If a spot strikes you as being a bit odd, take it seriously. Skin cancer mostly appears as a new and unusual looking spot. It may also appear as an existing spot that has changed in colour, size or shape.
Below are some different types of skin cancers
Can grow very quickly. It can become life-threatening in as little as six weeks and, if untreated, it can spread to other parts of the body. It can appear on skin not normally exposed to the sun. It is usually flat with an uneven smudgy outline.
It may be blotchy and more than one colour – brown, black, blue, red or grey. However, some melanomas are pink or skin coloured.

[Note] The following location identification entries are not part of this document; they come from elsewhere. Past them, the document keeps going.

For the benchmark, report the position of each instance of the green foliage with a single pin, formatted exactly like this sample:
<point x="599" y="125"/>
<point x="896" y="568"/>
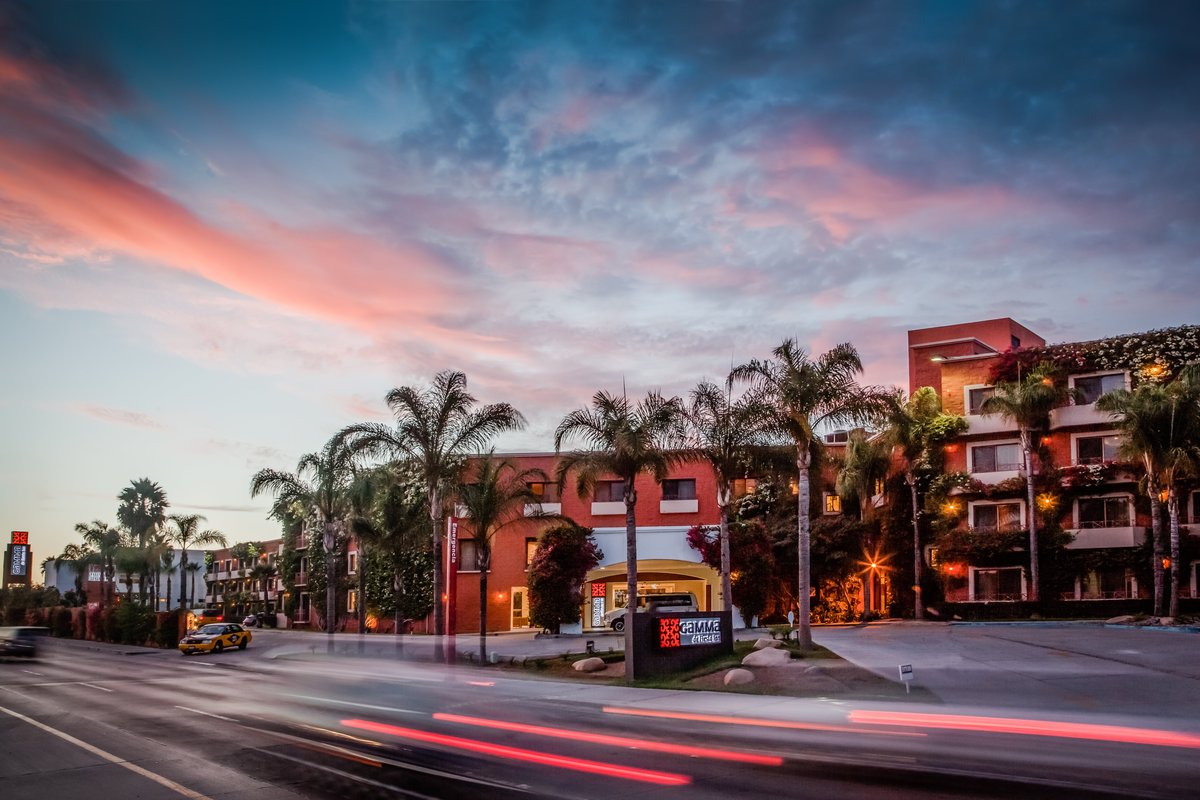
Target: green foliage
<point x="562" y="560"/>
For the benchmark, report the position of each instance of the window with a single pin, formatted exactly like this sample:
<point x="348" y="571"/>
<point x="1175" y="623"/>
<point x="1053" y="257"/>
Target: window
<point x="610" y="492"/>
<point x="1097" y="450"/>
<point x="1089" y="390"/>
<point x="679" y="489"/>
<point x="468" y="555"/>
<point x="545" y="492"/>
<point x="995" y="458"/>
<point x="976" y="398"/>
<point x="1104" y="512"/>
<point x="996" y="516"/>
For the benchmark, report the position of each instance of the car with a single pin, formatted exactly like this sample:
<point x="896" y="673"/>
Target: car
<point x="21" y="641"/>
<point x="215" y="637"/>
<point x="672" y="601"/>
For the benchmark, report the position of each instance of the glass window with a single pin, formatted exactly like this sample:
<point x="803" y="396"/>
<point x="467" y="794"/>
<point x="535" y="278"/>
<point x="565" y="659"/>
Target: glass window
<point x="1089" y="390"/>
<point x="976" y="398"/>
<point x="679" y="489"/>
<point x="996" y="516"/>
<point x="610" y="491"/>
<point x="1104" y="512"/>
<point x="1097" y="450"/>
<point x="545" y="492"/>
<point x="996" y="458"/>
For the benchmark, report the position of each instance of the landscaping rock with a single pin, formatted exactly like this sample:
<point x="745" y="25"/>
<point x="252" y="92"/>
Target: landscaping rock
<point x="738" y="677"/>
<point x="768" y="657"/>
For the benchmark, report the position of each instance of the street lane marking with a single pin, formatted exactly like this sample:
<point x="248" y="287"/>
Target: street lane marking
<point x="109" y="757"/>
<point x="208" y="714"/>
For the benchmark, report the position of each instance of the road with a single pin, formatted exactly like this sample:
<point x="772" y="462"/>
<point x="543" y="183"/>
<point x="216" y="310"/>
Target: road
<point x="282" y="721"/>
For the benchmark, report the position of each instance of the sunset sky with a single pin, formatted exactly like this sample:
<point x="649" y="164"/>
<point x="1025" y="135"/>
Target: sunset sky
<point x="228" y="229"/>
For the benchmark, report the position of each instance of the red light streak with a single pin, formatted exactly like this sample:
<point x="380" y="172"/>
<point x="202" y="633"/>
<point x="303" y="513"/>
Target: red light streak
<point x="516" y="753"/>
<point x="1031" y="728"/>
<point x="619" y="741"/>
<point x="761" y="723"/>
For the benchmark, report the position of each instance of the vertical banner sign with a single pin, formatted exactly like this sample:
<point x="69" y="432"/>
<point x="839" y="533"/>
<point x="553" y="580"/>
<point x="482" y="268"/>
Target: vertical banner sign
<point x="598" y="596"/>
<point x="451" y="573"/>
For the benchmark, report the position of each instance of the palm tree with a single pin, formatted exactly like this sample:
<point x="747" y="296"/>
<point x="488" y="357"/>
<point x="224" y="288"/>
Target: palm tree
<point x="723" y="432"/>
<point x="803" y="396"/>
<point x="625" y="440"/>
<point x="918" y="428"/>
<point x="1158" y="427"/>
<point x="437" y="427"/>
<point x="185" y="531"/>
<point x="319" y="485"/>
<point x="493" y="500"/>
<point x="106" y="541"/>
<point x="1027" y="403"/>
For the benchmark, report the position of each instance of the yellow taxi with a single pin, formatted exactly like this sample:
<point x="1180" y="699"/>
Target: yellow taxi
<point x="215" y="637"/>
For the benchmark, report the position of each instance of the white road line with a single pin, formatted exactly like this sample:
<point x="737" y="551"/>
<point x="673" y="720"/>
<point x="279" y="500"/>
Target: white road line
<point x="208" y="714"/>
<point x="109" y="757"/>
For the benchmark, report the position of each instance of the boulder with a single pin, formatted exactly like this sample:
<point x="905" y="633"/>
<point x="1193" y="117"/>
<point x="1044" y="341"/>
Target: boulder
<point x="768" y="657"/>
<point x="738" y="677"/>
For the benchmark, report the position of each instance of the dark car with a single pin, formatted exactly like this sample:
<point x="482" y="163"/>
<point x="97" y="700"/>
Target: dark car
<point x="21" y="641"/>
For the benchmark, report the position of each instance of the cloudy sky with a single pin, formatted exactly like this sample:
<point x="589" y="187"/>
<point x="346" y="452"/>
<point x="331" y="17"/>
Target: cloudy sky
<point x="228" y="229"/>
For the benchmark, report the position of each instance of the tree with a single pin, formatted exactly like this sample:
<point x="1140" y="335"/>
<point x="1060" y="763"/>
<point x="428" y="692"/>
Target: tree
<point x="625" y="440"/>
<point x="436" y="428"/>
<point x="918" y="429"/>
<point x="185" y="531"/>
<point x="1159" y="427"/>
<point x="564" y="555"/>
<point x="723" y="432"/>
<point x="803" y="395"/>
<point x="319" y="485"/>
<point x="1027" y="403"/>
<point x="495" y="499"/>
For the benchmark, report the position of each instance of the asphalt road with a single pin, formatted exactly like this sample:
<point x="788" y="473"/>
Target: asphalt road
<point x="282" y="720"/>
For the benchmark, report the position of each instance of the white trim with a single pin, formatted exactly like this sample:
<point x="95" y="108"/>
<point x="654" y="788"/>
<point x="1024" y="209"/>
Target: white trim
<point x="972" y="504"/>
<point x="1086" y="434"/>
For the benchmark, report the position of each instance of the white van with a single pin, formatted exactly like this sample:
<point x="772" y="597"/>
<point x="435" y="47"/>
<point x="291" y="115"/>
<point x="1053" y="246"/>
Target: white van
<point x="670" y="601"/>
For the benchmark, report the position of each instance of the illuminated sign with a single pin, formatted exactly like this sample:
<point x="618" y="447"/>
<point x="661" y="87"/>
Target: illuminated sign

Use ABCDEFG to look for melanoma where:
A = asymmetry, look for spots that are asymmetrical not round
B = border, look for spots with uneven borders
C = colour, look for spots with an unusual or uneven colour
D = diameter, look for spots that are larger than 7 mm
E = elevated
F = firm
G = growing
A highly dangerous form of melanoma that looks different from common melanomas – they are raised from the start and even in colour (often red or pink and some are brown or black). This type of melanoma grows quickly and can be life threatening if not detected and removed quickly.
Squamous cell carcinoma
This type of skin cancer is not as dangerous as melanoma but may spread to other parts of the body if not treated and can be fatal. It grows over some months and appears on skin most often exposed to the sun. It can be a thickened, red, scaly spot that may bleed easily, crust or ulcerate.
Basal cell carcinoma
This is the most common but least dangerous form of skin cancer. It grows slowly, usually on the head, neck and upper torso. It may appear as a lump or dry, scaly area. It maybe red, pale or pearly in colour. As it grows, it may ulcerate or appear like a sore that fails to completely heal or one that does heal but then breaks down again.
Skin Cancer Prevention
There are several steps you can take to ensure that your skin stays healthy and free of cancer:
Slip on sun protective clothing
Choose clothing that covers as much skin as possible, and is made from close weave materials, like cotton, polyster and linen. If you’re going swimming, try wearing swimsuits made of lycra, which stays sun protective even when wet.
Slop on SPF 50+ sunscreen
Apply your sunscreen at least 20 minutes before you go outside, and make sure to reapply every two hours. It’s better if you use sunscreen that is broad spectrum and water-resistant.
Slap on a hat
Keep up with summer trends and wear a hat! A broad-brimmed or bucket style hat will do well to protect you from harmful UV rays.
Slide on some sunglasses
The perfect complement to your fashionable hat is a good pair of sunglasses – they’ll help protect your eyes, too. Wear them whenever you’re outside, since sunglasses and a broad brimmed hat can reduce UV radiation exposure to the eyes by up to 98%.
Stay in the shade as much as possible. Use trees or built shade structures, or even make your own with a big beach umbrella!
Be UV alert
Be extra cautious about being out in the middle of the day – the UV rays are strongest then, and you’re most at risk of being exposed to harmful radiation.